Maurice G. Dantec : Babylon babies
roman de Science-Fiction, 1999
- par ailleurs :
Quand le messager ARN apparaît soudain aux yeux de Marie Zorn, schizophrène à plein-temps, se supplantant à l'image de l'ange de l'Annonciation, la lecture de Babylon babies s'éclaire : Maurice G. Dantec vient d'être saisi d'une crise de mysticisme techno-acide. Son roman se veut l'expression d'un “big bang à Lula” transgénique : Marie Zorn est mère porteuse (d'on ne sait quoi). Quelques lecteurs s'en doutaient depuis l'apparition de l'antihéroïne, mais la confirmation n'arrivera que page 409. Ce dont elle accouchera sera peut-être la prochaine étape après l'Homme.
« Le processeur narratif de l'écrivain est en quelque sorte directement connecté à son code génétique »
dit à peu près Darquandier à Toorop, ou Thorpe selon le cas. Le premier est un savant fou cru 2014, inventeur d'une schizomachine appelée Joe-Jane, le second un mercenaire serial killer, qui va convoyer Marie au Canada pour le compte de la mafia tchétchèno-bulgare, apparentée russo-oïghoure.

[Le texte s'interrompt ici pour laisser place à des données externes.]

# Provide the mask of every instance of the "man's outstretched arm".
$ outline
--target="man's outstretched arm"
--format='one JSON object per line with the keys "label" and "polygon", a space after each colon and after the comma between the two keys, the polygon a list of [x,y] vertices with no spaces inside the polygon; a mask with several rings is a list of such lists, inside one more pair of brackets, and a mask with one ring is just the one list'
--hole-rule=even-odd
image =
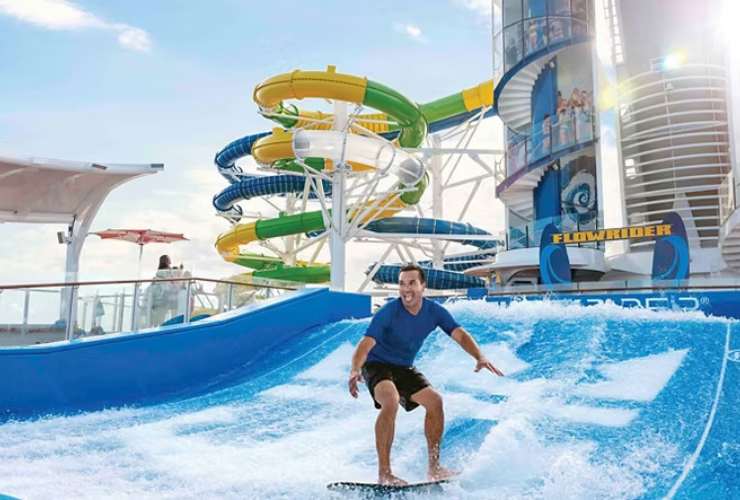
{"label": "man's outstretched arm", "polygon": [[461,326],[455,328],[452,331],[451,336],[455,342],[460,344],[460,347],[462,347],[465,352],[473,356],[476,363],[475,371],[480,371],[482,368],[485,368],[491,373],[498,375],[499,377],[504,376],[504,374],[501,373],[501,370],[493,366],[493,363],[488,361],[488,359],[483,355],[483,353],[480,351],[480,347],[478,347],[478,343],[475,341],[473,336],[465,330],[465,328]]}
{"label": "man's outstretched arm", "polygon": [[349,372],[349,393],[353,398],[356,398],[359,394],[357,389],[357,383],[362,380],[362,365],[367,360],[367,354],[375,346],[375,339],[372,337],[364,336],[360,343],[355,348],[355,353],[352,355],[352,369]]}

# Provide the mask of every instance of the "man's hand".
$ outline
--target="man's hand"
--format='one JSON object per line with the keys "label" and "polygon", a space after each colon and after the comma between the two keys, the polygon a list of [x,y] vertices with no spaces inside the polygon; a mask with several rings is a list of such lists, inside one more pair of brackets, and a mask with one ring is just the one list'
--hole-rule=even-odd
{"label": "man's hand", "polygon": [[349,393],[353,398],[357,398],[359,391],[357,390],[357,382],[362,382],[362,372],[360,369],[367,360],[367,353],[370,349],[375,346],[375,339],[365,335],[362,340],[357,344],[355,353],[352,355],[352,368],[349,372]]}
{"label": "man's hand", "polygon": [[357,383],[362,381],[362,373],[360,373],[360,370],[352,370],[349,372],[349,393],[353,398],[357,398],[357,395],[360,393],[357,389]]}
{"label": "man's hand", "polygon": [[478,361],[475,364],[475,371],[476,372],[481,371],[483,368],[485,368],[486,370],[490,371],[491,373],[493,373],[495,375],[498,375],[499,377],[503,377],[504,376],[504,374],[501,373],[501,370],[499,370],[498,368],[496,368],[495,366],[493,366],[493,363],[491,363],[490,361],[488,361],[485,356],[481,356],[480,358],[478,358]]}

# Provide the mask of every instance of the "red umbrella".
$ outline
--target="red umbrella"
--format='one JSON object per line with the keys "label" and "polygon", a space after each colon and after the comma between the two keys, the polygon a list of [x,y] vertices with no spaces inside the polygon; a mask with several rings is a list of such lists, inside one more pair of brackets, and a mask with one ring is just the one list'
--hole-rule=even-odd
{"label": "red umbrella", "polygon": [[144,245],[187,240],[182,233],[166,233],[154,229],[106,229],[90,234],[97,234],[103,240],[128,241],[139,245],[139,274],[141,274],[141,255],[144,252]]}

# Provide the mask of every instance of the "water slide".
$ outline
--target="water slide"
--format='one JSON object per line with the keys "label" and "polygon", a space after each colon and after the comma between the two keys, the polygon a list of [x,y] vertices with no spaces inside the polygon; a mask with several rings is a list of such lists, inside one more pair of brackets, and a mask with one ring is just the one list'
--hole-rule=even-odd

Dès lors, Dantec va nous emporter dans un “voyage” aux rebondissements innombrables, ou il tente de compresser avec verve toutes les composantes “tendance” de la fin du xxe siècle, manipulations biologiques, délire informatique, sectes barjos, drogues au-delà de l'illicite, stratégies militaires façon Otan, etc. Sans compter ses inventions propres, médicaments à moteur de recherche, robots homosexuels, crypto-virus télécommandés. Son roman-collage rock attitude est à la Science-Fiction ce que le Nouveau réalisme et la Figuration narrative sont au Pop Art, soit une sonorité spécifiquement européenne de traiter plastiquement du monde contemporain.
J'aurais volontiers qualifié Babylon babies d'olni (objet littéraire non identifié). L'éditeur a préféré le classer parmi les polars de SF. En un sens, il n'a pas tort. Dans ce genre nouveau, par nature métis, la science ne fait plus partie du projet. Nous sommes bien loin de ce que Jean-Jacques Bridenne nommait en 1950, dans le premier ouvrage d'étude sur le genre : « la littérature d'imagination scientifique »
. Ici, désormais, la spéculation sur les progrès ou les dangers de la science est close. La technologie règle les dettes séculaires accumulées par les savants ; car son pouvoir ne saurait être mis en doute. Virtuel à s'en faire péter les synapses, mais aussi plus réel que le réel, il devient difficile de cataloguer l'objet technologique dans les catégories nuisibles ou bénéfiques. Source d'innombrables artefacts mentaux dans l'inconscient collectif, il tient lieu de réflexion, sans engagement de l'auteur. Indiscutable, il est la concrétion sublime de la décadence millénariste, entre l'urinoir de Duchamp et le microprocesseur. En peuplant son texte d'icones post-futuristes, Maurice G. Dantec accède à une forme de transsubstantiation de la modernité par l'écriture.
Dommage que ce roman torrentueux et talentueux ne tienne pas ses promesses d'un bout à l'autre. Je connais en effet deux manières de créer un suspense : structurer le récit de manière à enchaîner les rebondissements spectaculaires, ou retenir l'information vis-à-vis du lecteur-qui-n'est-pas-si-sot. Dantec a choisi cette seconde méthode qui ouvre souvent de grosses failles dans le récit.
Mais ce serait dommage, pour cette raison mineure, de négliger Babylon babies. Je l'ai déjà écrit et ne me renie, Maurice G. Dantec fait partie de ces très rares feuilletonistes de génie dont nous guettons l'apparition d'une œuvre avec avidité.